Nourrir la bête. Cela fait des années que les Appareils (post-)Idéologiques de Marché nourrissent la bête fascistoïde. Il n’y a que les luttes populaires qui peuvent la mettre au régime. L’invention active des formes de « nous » respirables. Faire le pari de l’intelligence collective, chaque fois et partout où il est possible de relancer les dés. La lutte des mal classés.

Retour vers le futur.

1er mai 2022, on saura alors le résultat du deuxième tour. Le stagiaire de Mc Kinsey a gagné contre l’héritière fasciste. Bientôt, il y a aura un troisième tour, celui des législatifs, et la perspective de lui aménager au moins une cohabitation. En mathématiques, il est possible que d’une proposition fausse résulte une proposition vraie. Oui du vrai peut se déduire du faux. Alors à quand un quatrième tour ? Et un cinquième, et un sixième, et un septième… Comment enflammer le calendrier de l’ordre et déterminer les conditions de possibilité pour leur jouer des mauvais tours ?

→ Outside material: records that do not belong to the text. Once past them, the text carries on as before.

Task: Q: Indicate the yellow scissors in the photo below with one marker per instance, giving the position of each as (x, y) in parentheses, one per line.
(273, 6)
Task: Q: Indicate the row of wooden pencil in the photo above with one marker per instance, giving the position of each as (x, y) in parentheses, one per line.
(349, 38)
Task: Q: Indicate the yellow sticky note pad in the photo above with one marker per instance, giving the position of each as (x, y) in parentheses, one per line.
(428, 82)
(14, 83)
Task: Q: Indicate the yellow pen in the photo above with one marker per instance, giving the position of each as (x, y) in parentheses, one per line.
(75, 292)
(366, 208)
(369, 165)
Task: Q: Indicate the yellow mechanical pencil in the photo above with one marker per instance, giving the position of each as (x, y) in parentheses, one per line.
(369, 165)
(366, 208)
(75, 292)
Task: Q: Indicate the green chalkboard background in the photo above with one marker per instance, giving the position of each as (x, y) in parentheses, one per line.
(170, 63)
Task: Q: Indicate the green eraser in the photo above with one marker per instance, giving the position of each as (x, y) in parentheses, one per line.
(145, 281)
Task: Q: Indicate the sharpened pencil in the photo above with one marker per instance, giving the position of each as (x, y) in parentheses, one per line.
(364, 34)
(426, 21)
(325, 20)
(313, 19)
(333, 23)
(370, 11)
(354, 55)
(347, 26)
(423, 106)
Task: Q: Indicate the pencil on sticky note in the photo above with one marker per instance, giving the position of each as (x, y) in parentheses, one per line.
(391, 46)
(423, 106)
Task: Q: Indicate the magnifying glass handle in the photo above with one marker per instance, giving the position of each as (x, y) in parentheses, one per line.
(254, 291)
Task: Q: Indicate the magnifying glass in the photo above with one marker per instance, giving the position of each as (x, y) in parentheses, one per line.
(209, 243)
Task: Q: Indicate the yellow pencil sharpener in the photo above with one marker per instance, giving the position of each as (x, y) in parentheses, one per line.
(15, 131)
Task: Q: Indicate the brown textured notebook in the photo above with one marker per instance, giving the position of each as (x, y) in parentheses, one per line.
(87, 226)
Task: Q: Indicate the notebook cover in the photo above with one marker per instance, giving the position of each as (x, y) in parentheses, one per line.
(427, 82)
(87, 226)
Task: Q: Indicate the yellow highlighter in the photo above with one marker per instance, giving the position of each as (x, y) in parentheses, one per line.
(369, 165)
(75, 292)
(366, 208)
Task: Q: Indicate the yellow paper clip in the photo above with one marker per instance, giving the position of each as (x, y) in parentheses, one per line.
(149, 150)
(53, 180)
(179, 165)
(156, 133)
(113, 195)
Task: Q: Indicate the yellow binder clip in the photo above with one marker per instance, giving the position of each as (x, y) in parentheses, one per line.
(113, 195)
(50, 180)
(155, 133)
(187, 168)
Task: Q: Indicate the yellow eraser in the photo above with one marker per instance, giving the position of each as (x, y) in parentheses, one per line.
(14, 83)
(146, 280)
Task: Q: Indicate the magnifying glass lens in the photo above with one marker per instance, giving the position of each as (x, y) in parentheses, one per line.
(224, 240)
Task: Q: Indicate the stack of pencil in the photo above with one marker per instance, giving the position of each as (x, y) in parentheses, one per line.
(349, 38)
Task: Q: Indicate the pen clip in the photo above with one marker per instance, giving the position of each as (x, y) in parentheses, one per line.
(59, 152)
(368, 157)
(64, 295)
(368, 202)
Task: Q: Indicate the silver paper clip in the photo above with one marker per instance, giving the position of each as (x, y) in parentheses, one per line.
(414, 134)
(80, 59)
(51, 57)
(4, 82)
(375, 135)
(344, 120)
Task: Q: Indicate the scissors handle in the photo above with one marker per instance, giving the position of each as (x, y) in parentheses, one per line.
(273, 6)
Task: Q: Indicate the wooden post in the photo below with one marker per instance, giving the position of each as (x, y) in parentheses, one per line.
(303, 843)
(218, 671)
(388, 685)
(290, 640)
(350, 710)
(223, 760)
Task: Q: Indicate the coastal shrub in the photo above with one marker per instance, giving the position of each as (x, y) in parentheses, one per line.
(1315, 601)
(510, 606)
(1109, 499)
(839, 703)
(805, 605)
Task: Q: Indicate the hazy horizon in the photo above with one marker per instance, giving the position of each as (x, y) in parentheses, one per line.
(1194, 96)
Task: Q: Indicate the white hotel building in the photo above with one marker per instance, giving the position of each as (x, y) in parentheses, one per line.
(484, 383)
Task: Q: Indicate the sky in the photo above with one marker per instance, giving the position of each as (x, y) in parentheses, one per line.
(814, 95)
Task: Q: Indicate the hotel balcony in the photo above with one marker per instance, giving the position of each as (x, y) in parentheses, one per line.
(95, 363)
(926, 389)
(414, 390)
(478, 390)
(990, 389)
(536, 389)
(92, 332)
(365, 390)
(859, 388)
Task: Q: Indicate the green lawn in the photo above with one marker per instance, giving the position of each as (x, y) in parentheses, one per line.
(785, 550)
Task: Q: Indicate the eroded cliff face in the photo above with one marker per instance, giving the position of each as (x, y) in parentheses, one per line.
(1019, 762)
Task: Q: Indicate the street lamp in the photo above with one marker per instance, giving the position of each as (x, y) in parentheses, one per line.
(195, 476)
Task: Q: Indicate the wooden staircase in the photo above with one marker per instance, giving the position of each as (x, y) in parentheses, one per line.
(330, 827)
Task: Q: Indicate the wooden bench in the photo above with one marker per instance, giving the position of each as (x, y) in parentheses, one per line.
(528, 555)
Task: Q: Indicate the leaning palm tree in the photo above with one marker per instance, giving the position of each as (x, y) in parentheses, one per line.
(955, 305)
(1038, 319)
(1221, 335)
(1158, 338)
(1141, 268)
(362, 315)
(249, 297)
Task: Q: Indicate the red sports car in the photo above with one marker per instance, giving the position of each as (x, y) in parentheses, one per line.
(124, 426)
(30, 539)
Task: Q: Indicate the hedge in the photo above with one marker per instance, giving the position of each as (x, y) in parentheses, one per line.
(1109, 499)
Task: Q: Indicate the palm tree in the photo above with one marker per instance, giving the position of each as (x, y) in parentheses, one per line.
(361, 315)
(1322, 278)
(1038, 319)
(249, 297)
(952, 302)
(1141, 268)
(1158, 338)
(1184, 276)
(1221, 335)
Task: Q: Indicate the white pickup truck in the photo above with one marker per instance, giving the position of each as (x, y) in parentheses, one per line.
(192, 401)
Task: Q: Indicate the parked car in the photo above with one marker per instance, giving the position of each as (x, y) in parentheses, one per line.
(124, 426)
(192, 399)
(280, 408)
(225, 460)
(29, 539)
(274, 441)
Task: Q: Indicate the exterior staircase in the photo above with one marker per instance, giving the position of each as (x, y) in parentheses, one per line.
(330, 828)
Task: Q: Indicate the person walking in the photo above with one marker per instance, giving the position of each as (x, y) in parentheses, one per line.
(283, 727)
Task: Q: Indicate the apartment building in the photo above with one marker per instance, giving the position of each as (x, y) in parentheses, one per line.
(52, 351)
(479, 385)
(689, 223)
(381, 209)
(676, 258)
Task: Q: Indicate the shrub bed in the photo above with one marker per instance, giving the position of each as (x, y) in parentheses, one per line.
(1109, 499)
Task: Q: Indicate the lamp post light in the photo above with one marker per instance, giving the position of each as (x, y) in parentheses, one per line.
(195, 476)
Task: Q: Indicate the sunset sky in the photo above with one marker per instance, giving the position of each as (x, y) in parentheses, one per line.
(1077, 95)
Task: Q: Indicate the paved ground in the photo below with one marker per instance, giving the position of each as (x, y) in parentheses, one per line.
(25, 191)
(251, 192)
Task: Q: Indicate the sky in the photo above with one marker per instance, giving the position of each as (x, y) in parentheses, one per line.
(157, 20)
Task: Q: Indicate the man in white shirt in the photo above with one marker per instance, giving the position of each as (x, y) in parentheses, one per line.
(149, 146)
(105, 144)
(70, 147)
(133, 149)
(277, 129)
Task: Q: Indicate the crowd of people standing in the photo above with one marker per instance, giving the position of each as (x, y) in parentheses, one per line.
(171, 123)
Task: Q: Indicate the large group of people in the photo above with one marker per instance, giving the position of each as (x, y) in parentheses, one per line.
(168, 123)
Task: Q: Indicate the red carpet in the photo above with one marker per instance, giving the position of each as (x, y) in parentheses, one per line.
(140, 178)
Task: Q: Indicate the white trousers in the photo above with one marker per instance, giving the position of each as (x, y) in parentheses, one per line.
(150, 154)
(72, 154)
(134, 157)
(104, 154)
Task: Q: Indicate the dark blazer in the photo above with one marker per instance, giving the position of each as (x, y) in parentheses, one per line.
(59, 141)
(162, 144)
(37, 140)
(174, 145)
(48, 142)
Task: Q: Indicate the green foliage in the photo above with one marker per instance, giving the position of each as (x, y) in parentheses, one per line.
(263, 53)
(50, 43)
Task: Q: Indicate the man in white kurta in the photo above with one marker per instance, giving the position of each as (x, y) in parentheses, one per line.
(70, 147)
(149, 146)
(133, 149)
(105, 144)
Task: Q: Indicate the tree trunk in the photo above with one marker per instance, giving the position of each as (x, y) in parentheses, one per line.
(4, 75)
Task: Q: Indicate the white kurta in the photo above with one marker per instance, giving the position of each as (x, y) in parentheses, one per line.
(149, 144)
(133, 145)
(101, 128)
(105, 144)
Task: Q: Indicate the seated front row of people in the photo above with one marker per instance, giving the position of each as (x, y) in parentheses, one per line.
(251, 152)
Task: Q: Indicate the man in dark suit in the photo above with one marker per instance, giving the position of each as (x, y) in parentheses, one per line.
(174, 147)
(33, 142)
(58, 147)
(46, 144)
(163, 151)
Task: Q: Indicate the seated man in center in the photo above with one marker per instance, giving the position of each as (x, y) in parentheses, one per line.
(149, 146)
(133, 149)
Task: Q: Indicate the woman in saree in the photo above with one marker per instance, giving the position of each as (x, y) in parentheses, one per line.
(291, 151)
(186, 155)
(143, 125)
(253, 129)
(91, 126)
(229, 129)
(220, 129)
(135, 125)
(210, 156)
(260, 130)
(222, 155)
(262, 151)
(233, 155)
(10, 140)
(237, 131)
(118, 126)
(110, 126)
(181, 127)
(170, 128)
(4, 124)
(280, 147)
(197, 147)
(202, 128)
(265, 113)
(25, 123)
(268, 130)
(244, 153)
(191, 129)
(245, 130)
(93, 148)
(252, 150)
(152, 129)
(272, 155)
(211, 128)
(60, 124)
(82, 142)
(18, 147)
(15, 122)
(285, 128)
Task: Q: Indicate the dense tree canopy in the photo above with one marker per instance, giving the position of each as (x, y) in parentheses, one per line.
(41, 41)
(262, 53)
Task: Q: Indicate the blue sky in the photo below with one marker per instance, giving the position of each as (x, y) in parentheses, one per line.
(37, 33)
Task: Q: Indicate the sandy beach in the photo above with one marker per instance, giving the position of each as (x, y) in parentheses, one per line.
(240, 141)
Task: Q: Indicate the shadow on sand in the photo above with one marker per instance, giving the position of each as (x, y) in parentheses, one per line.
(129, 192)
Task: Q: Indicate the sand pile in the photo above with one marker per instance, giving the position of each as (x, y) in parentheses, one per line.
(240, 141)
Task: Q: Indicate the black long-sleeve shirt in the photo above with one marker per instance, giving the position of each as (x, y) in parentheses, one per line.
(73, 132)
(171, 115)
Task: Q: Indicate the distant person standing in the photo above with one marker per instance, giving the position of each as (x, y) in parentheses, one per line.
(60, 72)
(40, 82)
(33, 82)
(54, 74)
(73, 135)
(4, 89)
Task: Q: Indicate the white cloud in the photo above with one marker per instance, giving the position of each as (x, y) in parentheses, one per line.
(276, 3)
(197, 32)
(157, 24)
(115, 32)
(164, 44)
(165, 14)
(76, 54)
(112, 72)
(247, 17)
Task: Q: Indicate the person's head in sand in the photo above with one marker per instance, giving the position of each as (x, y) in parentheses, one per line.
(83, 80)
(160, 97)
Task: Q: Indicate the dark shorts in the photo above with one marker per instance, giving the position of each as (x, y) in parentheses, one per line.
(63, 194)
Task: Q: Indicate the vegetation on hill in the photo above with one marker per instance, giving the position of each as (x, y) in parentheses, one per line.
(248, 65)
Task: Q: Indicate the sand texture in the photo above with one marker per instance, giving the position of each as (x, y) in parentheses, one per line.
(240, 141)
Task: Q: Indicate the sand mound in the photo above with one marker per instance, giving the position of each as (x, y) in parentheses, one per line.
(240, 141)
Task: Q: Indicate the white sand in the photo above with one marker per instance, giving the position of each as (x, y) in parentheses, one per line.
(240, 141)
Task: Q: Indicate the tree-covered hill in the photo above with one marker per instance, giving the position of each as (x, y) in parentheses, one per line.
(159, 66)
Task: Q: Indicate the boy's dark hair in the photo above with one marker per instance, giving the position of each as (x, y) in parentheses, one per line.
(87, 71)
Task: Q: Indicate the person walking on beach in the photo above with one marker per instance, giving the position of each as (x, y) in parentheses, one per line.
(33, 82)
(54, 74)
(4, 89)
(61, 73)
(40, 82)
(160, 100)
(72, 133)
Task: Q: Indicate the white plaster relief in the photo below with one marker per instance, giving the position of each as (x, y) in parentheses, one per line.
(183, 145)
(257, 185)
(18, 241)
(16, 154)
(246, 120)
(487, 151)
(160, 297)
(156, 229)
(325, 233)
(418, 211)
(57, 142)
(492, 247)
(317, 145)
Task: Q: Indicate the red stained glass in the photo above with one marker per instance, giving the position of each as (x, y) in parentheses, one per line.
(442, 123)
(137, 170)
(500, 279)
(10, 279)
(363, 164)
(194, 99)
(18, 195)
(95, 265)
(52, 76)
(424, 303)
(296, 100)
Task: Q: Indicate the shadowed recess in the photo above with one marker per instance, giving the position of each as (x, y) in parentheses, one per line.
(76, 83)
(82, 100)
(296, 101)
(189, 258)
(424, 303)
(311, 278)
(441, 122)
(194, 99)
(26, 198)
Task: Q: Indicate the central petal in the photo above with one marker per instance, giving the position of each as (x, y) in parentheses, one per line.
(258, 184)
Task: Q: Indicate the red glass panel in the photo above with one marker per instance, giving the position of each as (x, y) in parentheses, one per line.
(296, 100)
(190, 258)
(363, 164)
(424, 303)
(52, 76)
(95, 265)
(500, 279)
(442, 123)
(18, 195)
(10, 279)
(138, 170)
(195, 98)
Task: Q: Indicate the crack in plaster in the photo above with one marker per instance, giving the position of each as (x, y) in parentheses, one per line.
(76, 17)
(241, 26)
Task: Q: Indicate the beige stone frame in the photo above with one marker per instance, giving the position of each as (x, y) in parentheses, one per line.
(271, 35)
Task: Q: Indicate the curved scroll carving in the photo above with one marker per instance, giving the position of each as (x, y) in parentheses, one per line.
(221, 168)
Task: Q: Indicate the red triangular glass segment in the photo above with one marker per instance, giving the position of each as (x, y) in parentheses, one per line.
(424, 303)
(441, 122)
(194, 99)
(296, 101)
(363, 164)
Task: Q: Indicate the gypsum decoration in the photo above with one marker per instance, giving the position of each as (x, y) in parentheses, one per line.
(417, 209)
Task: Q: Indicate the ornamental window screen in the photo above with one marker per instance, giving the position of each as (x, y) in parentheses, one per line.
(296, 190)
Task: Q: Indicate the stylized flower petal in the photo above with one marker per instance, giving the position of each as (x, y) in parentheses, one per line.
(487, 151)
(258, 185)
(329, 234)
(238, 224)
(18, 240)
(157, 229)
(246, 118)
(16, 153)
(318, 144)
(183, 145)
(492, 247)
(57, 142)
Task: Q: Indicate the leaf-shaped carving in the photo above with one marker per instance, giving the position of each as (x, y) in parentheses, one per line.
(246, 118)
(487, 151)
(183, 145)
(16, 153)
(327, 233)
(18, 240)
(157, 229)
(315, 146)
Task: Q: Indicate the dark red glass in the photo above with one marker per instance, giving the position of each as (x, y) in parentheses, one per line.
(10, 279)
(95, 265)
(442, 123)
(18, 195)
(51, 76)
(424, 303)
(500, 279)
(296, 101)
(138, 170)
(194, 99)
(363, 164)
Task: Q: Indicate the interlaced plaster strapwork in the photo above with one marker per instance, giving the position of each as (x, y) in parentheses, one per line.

Les souris n’ont pas besoin de conseil de vote. Les souris n’ont pas besoin de retrouver l’odeur des merguez. Les souris savent que sur le sol européen il y a des politiques assassines envers les réfugiées, chaque jour, depuis des années. Et que « ça », ce ne sont pas juste des images ni une information à ranger dans le tiroir de la vie quotidienne qui a déjà son lot de souffrance. Des mots et des actes. A chacun et à chacune de trouver où et comment

…des souris dansent.

Maria Kakogianni

[1Note de service 15 avril 2022, Université Paris 7.

[2Le 14 avril 2022, Vivendi, la filiale du groupe Bolloré, a lancé son OPA sur l’ensemble des actions Lagardère. Le premier est propriétaire d’Editis et possède déjà les éditions Plon, Presses de la Cité, Belfond, 10/18, Robert Laffont, Julliard, La Découverte, et d’autres ; le second est propriétaire d’Hachette et possède déjà Fayard, Stock, Grasset, Hatier, Larousse, Calmann-Lévy, Le Livre de poche, et d’autres. https://blogs.mediapart.fr/editionsducommun/blog/140422/pourquoi-lopa-de-bollore-nous-concerne-tous-et-toutes-0?fbclid=IwAR2Z3nEILTZYSFNBFwpQT4ObLFhMiVrPLCTlzNb-oxYeDck4KP6T0y8_an0

[3Louis Althusser, « Appareils Idéologiques d’Etat », in : Sur la reproduction, PUF, 2011.